La Nouvelle Zélande m’a toujours fasciné. Peut-être parce que ce petit morceau de terre perdu entre la mer de Tasman et l’océan Pacifique fut le dernier pays découvert par l’Homme, il y a seulement 1000 ans. Trente-cinq heures d’avion seront nécessaires pour rejoindre l’autre bout du monde. J’y resterai quatre mois, seul, avec mes deux appareils argentiques.
Mon objectif principal est d’être au plus proche de la nature. Je fais le choix d’être seul pour l’apprivoiser, et m’apprivoiser par la même occasion. Parti avec un niveau d’anglais plutôt médiocre, un mois sera nécessaire pour pouvoir communiquer correctement avec les locaux. D’autant plus que pour un Français, l’accent néo-zélandais se rapproche du patois ch’ti ! Pour percer cette barrière linguistique et créer un réel contact, le woofing – travaux chez l’habitant en échange d’un lit, d’un couvert et d’expériences inégalées – est mon meilleur allié.

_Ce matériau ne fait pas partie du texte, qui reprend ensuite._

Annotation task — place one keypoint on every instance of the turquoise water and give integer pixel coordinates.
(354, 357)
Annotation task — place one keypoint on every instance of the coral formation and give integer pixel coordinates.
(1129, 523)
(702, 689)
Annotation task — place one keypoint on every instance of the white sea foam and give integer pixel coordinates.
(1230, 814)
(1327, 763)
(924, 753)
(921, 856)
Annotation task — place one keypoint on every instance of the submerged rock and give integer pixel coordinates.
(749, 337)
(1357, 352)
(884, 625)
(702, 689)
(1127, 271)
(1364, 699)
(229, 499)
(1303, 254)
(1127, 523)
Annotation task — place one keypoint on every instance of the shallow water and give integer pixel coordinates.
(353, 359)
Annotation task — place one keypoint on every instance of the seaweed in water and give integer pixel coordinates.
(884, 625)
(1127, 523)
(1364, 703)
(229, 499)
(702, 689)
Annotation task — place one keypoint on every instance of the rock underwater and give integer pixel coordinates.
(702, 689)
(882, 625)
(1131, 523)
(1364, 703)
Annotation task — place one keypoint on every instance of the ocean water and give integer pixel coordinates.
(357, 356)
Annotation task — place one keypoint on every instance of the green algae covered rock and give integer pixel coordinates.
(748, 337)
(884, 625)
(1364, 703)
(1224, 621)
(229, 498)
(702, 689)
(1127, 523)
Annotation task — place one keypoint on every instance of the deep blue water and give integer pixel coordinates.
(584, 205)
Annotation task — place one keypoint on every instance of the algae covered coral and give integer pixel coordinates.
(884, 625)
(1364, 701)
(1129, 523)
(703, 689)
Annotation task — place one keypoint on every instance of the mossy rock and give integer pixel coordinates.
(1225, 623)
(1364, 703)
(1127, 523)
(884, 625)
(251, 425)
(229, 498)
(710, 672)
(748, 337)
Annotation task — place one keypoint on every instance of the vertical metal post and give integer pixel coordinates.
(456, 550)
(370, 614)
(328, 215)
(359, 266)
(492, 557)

Arrivé à Auckland, je pars immédiatement pour trois semaines de road trip. Il faut que je m’échappe de la grande ville et de ses lumières. Direction le Nord pour une boucle qui me mènera de la péninsule de Coromandel à Raglan. On est en janvier, donc en plein été. L’eau est turquoise et le soleil omniprésent. Je quitte ensuite le Nord pour rejoindre la Surf Highway et la région de Taranaki. J’enchaine deux bus et trois sessions de stop pour parcourir ces 350 km.
Je rencontre une famille kiwi qui vit de l’océan, pour l’océan et sur l’océan. Peter, le père, m’enseigne la pêche au thon et au kahawai. Bronnie me confie ses secrets pour cuisiner le poisson. Avec Daniel, je surfe tous les soirs, sous ce ciel de fin d’été, à l’ombre du volcan Taranaki.
Les Néo-zélandais que je rencontre sont de véritables trappeurs. Ils savent construire, réparer, manier un fusil ou une canne à pêche comme personne. Leur style de vie tend vers une forme d’épure qui embrasse l’essentiel : vivre en harmonie avec cette nature exubérante qui les entoure. Je reste trois semaines chez eux, ce qui me semble beaucoup trop court, mais l’aventure et l’incertitude me manquent.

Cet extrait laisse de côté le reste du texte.